Results of the above example code. Columns show: (1) Original image, (2) boolean segmentation map (i.e. mask) drawn on image, (3) boolean segmentation map drawn on its own.

Accessing the segmentation map array

After augmentation it is often desired to re-access the segmentation map array.
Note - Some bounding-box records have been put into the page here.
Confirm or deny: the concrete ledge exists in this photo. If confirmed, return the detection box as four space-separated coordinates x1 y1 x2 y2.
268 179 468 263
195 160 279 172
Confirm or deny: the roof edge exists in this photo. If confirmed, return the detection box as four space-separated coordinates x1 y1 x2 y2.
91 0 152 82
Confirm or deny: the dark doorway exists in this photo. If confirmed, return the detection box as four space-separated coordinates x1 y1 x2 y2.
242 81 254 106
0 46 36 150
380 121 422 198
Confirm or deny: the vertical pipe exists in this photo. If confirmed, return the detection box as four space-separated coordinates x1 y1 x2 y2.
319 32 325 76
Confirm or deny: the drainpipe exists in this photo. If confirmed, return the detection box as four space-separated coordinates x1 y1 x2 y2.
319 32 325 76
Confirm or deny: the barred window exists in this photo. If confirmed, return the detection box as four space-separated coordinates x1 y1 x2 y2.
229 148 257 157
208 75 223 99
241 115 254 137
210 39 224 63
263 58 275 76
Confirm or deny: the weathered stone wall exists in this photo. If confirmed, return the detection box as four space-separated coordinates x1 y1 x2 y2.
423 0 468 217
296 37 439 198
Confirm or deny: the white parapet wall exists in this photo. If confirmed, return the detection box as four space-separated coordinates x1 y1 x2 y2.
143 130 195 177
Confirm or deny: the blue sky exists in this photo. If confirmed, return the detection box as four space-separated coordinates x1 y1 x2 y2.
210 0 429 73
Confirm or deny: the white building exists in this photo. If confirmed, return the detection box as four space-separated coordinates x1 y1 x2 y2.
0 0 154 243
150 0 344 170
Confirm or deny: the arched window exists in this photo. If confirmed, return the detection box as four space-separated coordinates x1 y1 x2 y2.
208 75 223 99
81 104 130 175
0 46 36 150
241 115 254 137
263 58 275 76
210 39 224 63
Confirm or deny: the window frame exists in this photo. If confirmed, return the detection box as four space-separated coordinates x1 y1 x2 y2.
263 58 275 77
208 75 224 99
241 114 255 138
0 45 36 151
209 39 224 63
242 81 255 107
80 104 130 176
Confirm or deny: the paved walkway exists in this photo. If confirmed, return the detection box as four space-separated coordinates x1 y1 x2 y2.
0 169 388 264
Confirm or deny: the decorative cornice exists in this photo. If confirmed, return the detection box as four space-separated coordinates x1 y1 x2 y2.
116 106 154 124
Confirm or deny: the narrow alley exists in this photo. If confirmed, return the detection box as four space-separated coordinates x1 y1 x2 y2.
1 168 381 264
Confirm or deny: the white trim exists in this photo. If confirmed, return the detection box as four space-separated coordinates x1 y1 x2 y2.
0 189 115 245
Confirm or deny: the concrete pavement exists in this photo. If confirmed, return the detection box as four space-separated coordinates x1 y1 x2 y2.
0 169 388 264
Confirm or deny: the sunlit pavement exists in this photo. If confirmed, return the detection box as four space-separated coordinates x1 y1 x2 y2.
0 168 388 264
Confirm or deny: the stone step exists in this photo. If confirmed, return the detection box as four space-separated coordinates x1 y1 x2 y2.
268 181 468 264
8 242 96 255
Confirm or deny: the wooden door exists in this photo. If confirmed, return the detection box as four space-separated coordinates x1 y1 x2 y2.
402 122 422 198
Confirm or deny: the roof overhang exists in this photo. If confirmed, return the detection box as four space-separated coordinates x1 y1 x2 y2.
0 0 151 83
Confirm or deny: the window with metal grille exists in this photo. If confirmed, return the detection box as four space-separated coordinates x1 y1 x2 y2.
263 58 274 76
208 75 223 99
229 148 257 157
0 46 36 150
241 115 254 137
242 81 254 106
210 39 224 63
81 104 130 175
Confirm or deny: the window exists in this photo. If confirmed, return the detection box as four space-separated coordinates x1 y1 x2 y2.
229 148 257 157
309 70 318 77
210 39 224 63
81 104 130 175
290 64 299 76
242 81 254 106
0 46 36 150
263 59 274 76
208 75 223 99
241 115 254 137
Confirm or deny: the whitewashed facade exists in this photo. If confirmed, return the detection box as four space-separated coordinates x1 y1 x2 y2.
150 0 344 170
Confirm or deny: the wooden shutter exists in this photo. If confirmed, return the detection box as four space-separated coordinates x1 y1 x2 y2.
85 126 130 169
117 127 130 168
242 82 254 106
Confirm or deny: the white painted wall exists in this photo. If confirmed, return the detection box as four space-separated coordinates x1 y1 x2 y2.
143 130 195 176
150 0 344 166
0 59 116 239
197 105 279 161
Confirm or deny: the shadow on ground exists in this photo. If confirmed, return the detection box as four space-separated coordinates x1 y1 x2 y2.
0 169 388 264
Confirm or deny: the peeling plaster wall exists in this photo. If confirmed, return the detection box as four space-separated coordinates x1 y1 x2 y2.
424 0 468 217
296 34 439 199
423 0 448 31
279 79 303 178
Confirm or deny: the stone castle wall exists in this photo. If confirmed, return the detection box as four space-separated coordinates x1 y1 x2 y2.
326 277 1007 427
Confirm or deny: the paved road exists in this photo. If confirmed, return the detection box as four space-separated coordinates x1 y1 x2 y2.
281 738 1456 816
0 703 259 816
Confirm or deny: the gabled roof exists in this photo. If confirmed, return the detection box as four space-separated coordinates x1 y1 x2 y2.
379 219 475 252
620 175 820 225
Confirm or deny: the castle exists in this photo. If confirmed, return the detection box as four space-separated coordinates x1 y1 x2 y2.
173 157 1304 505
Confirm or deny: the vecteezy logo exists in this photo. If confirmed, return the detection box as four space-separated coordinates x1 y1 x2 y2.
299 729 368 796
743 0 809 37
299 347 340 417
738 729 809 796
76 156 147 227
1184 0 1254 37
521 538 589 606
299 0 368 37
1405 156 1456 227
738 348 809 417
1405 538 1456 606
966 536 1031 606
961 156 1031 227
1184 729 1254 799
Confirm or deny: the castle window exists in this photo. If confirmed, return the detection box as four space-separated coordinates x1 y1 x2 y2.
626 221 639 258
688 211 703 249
This can be done using SegmentationMapsOnImage.get_arr(), which returns a segmentation map array with the same shape and dtype as was originally provided as arr to SegmentationMapsOnImage(arr, ...).
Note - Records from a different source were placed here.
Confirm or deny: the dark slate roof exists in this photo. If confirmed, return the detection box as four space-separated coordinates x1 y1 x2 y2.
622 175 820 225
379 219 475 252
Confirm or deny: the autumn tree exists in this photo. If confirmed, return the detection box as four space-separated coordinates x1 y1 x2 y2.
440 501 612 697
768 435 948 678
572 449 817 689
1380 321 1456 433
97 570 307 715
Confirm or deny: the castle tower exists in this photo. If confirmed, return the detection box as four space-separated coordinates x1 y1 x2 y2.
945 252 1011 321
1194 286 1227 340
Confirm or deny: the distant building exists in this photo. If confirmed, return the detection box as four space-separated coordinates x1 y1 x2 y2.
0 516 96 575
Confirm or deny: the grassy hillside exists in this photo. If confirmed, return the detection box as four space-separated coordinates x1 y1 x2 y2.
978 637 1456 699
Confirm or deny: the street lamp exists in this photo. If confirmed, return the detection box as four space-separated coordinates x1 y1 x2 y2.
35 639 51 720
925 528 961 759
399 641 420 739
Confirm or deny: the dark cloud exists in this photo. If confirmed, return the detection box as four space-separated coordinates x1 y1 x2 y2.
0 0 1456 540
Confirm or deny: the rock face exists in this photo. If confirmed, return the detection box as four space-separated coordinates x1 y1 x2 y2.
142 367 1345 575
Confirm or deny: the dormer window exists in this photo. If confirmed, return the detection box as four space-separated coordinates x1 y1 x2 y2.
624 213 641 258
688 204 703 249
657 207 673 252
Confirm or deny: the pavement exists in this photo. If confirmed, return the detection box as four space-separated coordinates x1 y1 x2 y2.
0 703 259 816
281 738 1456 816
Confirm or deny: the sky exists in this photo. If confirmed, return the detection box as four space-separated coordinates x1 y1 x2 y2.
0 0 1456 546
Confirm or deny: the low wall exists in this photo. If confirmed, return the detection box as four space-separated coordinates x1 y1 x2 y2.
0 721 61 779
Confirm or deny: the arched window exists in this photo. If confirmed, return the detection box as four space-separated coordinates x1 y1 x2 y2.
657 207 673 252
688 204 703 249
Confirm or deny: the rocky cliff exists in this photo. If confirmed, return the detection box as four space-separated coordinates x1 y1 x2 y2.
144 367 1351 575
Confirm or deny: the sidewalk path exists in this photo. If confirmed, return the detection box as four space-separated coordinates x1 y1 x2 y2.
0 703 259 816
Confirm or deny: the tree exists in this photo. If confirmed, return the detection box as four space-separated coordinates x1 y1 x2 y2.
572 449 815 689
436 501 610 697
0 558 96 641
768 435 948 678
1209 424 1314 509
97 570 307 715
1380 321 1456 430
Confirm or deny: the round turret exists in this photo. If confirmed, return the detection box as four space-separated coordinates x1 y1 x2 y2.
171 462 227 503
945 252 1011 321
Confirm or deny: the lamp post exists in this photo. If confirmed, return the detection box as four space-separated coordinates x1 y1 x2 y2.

The below code shows an example that accesses and changes the array.

import imageio
import numpy as np
import imgaug as ia
from imgaug.augmentables.segmaps import SegmentationMapsOnImage

# Load an example image (uint8, 128x128x3).
image = ia.quokka(size=(128, 128), extract="square")

# Create an example segmentation map (int32, 128x128).
# Here, we arbitrarily place some squares on the image.
# Class 0 is the background class.
segmap = np.zeros((128, 128, 1), dtype=np.int32)
segmap[28:71, 35:85, 0] = 1
segmap[10:25, 30:45, 0] = 2
segmap[10:25, 70:85, 0] = 3
segmap[10:110, 5:10, 0] = 4
segmap[118:123, 10:110, 0] = 5
segmap1 = SegmentationMapsOnImage(segmap, shape=image.shape)

# Read out the segmentation map's array, change it and create a new
# segmentation map
arr = segmap1.get_arr()
arr[10:110, 5:10, 0] = 5
segmap2 = ia.SegmentationMapsOnImage(arr, shape=image.shape)

# Draw three columns: (1) original image, (2) original image with
# unaltered segmentation map on top, (3) original image with altered
# segmentation map on top
cells = [
    image,
    segmap1.draw_on_image(image)[0],
    segmap2.draw_on_image(image)[0]
]

# Convert cells to grid image and save.
grid_image = ia.draw_grid(cells, cols=3)
imageio.imwrite("example_segmaps_array.jpg", grid_image)
Example for accessing segmentation map arrays

Results of the above example code. Columns show: (1) Original image, (2) original segmentation map drawn on original image, (3) segmentation map with modified array drawn on image.

Resizing and padding

Segmentation maps can easily be resized and padded. The methods are identical to the ones used for heatmaps (see :doc:examples_heatmaps), though segmentation maps do not offer resizing via average or max pooling. The resize() method also defaults to nearest neighbour interpolation (instead of cubic interpolation) and it is recommended to not change that.

The functions for resizing and padding are:

  • SegmentationMapsOnImage.resize(sizes, interpolation="nearest"): Resizes to sizes given as a tuple (height, width). Interpolation can be nearest, linear, cubic and area, but only nearest is actually recommended.
  • SegmentationMapsOnImage.pad(top=0, right=0, bottom=0, left=0, mode="constant", cval=0): Pads the segmentation map by given pixel amounts. Uses by default constant value padding with value 0, i.e. zero-padding. Possible padding modes are the same as for numpy.pad(), i.e. constant, edge, linear_ramp, maximum, mean, median, minimum, reflect, symmetric and wrap.
  • SegmentationMapsOnImage.pad_to_aspect_ratio(aspect_ratio, mode="constant", cval=0, return_pad_amounts=False): Same as pad(), but pads an image towards a desired aspect ratio (ratio = width / height). E.g. use 1.0 for squared segmentation maps or 2.0 for maps that are twice as wide as they are high.